This magnificent tree is famous for its 2-inch lavender bells in summer and the carpet of fallen blossoms that forms around it. Before flowering, the foliage, which is extremely finely divided, is also highly attractive. The wood is purple with dark venation.
There were very few on campus but attention has been given to establishing more of them. An insignificant specimen is on the path leading into Frost Amphitheater at its southeast corner. In the 1990s one was planted in the inner northwest island of the Inner Quad – now possibly the most photographed single tree on campus, happily peaking in bloom in the week or two before Commencement – and there was a mass planting in the four semi-protected courts adjacent to Bowdoin Street (enclosed by the Rains Houses), where about 60 have survived. Several also were planted opposite Pearce Mitchell Houses on Salvatierra Street. There is one in the northeast corner of Sequoia Hall courtyard on Via Pueblo. Eighteen jacarandas march down the grand terraced steps into the courtyard of the Jen-Hsun Huang Engineering Center, which was dedicated in 2010.
A full-grown specimen may be detected in summer on Cabrillo Avenue near Dolores Street. Other examples in the residential area are at 909 and 973 Cottrell Way. In Palo Alto a beautiful specimen probably planted in the 1930s is nestled in the courtyard of the Roth Building at 300 Homer Avenue.
The round, flat, seed cases, more than 2 inches across when ripe, with a bump in the middle for the seed, are in good supply at Rains Houses. They can be extremely difficult to open by hand. You should try. I am not talking about unripe, aborted, or spent pods – only hard ripe pods that have not yet opened of their own accord. While the fruit is not as heavily into protective armor as its compatriot the Brazil nut, the ancestors of the jacaranda clearly had something serious in mind as they evolved. If you feel you will be successful in opening a closed capsule, first examine the outside bumps and form an idea of what you will see.

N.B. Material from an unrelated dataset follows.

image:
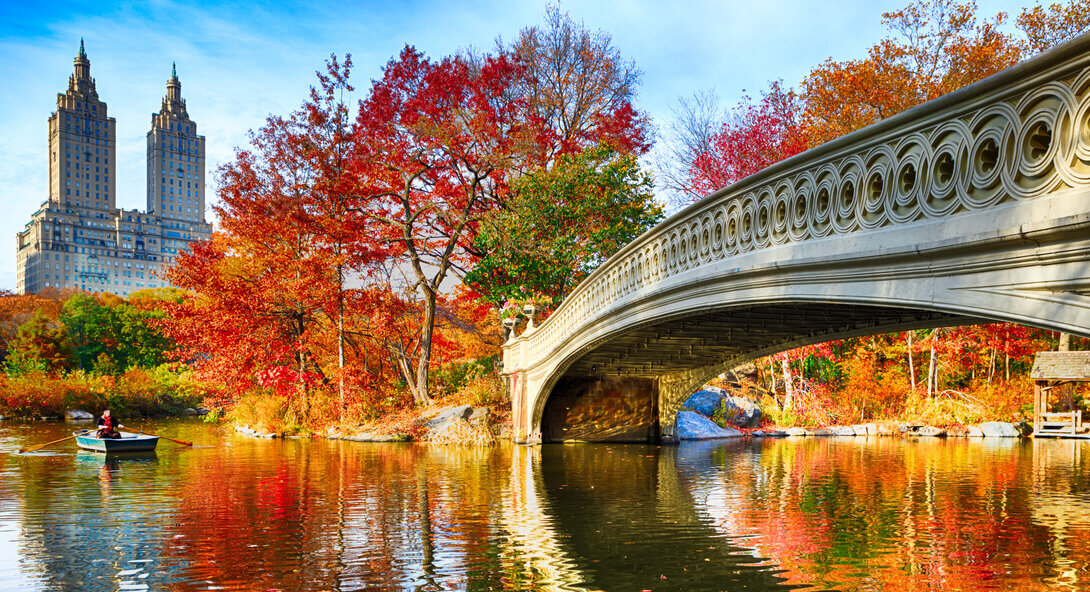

Trees sold in the nursery trade as J. mimosifolia can be the similar J. acutifolia – native to dry valleys of central and northern Chile – or hybrids, according to the authors of Trees of Santa Barbara (2005).
Use the dictionary pronunciation for jacaranda – do not reveal ignorance by using a Spanish pronunciation for a Brazilian native word; better to cause confusion by using the Portuguese zha-ka-rã-DAH.
Related material: Stanford Grounds Plant Information Sheet, List No. 7, Page 13.
Name derivation: Jacaranda – from the Portuguese name for the genus; mimosifolia – leaves like a mimosa (Albizia julibrissin).
About this Entry: The main text of this entry is from the book Trees of Stanford and Environs, by Ronald Bracewell, published 2005. John Rawlings subsequently added the note on J. acutifolia. Native range corrected from Brazil to NW Argentina & Bolivia; Huang locations added (Jun 2017, SP).